The woman with the hatchet runs toward me, weapon raised above her head, and suddenly, Thomas glides behind her, a short sword swinging smoothly enough to cut through the Mindless’s neck in a single strike.
Her body keeps running while her head rolls cleanly off with a soft thud.
Only then does the body fall, the hatchet still gripped tightly.
He dances behind the last of the charging Mindless, his blades killing each of them in a single strike.
As the last one falls, I gaze upon the destruction.
Charred and broken bodies lay like a trail of death to the hill I walked over this afternoon.
Around me, bloody silver-eyed faces are unmoving, yet so many are frozen into crimson smiles.

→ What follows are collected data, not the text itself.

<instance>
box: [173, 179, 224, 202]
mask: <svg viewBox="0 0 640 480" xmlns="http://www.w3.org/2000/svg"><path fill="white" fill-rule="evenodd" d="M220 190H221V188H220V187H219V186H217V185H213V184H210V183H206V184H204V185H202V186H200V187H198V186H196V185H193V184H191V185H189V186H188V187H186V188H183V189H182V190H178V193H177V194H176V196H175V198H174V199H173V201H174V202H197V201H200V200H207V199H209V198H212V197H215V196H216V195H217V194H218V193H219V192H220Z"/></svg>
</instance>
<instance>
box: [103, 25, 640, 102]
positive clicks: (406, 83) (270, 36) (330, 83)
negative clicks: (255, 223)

In just a few hours, what was once a beautiful sight reminding me of life had turned into something brutal and terrifying. It’s only then that I realize I’m having trouble raising my left arm. I wince as I try to look behind me.
“It didn’t cut a Mark,” Thomas says callously as he walks over to me. “The Boar probably protected you against most of it, but that was a risky move.”
I blink at the man who’d hidden behind his soldiers, something Priests aren’t supposed to do.
We’re the ones who protect humans, not the other way around.
“Risky? Why weren’t you standing beside me using your own Marks to protect your soldiers?
You waited until the battle was nearly over before you even moved. ”
His jaw tightens at my criticism, and he looks like he’s going to say something reflexively. Instead, he stops himself and stands a little taller. “A Priest is worth a hundred trained soldiers. Only a Priest can stop the nightmares that lay in wait on the darkest nights.”
It’s a commonly referenced passage from Book One of the Priests, the first book a Priest in training receives before they earn their first Mark.
It’s true. I could have fought and killed all thirty of these Mindless without being hurt if I weren’t worried about them getting to the soldiers and villagers.
The ten men in plate armor would have died along with every person in the village if Thomas and I hadn’t been here.
Instead of arguing with him, I quote an excerpt from the Third Book of the Priest, given to second Degree Priests.
“Every soldier we protect is a soldier who will let us rest. Protect them so they can protect you.” I pause for a moment to let the words sink in.
“We stand on the front lines, Thomas. We are the shelter from the storm. Soldiers are there to back us up or to fight when we cannot, when we have spent our resources. They are not a wall for you to hide behind.”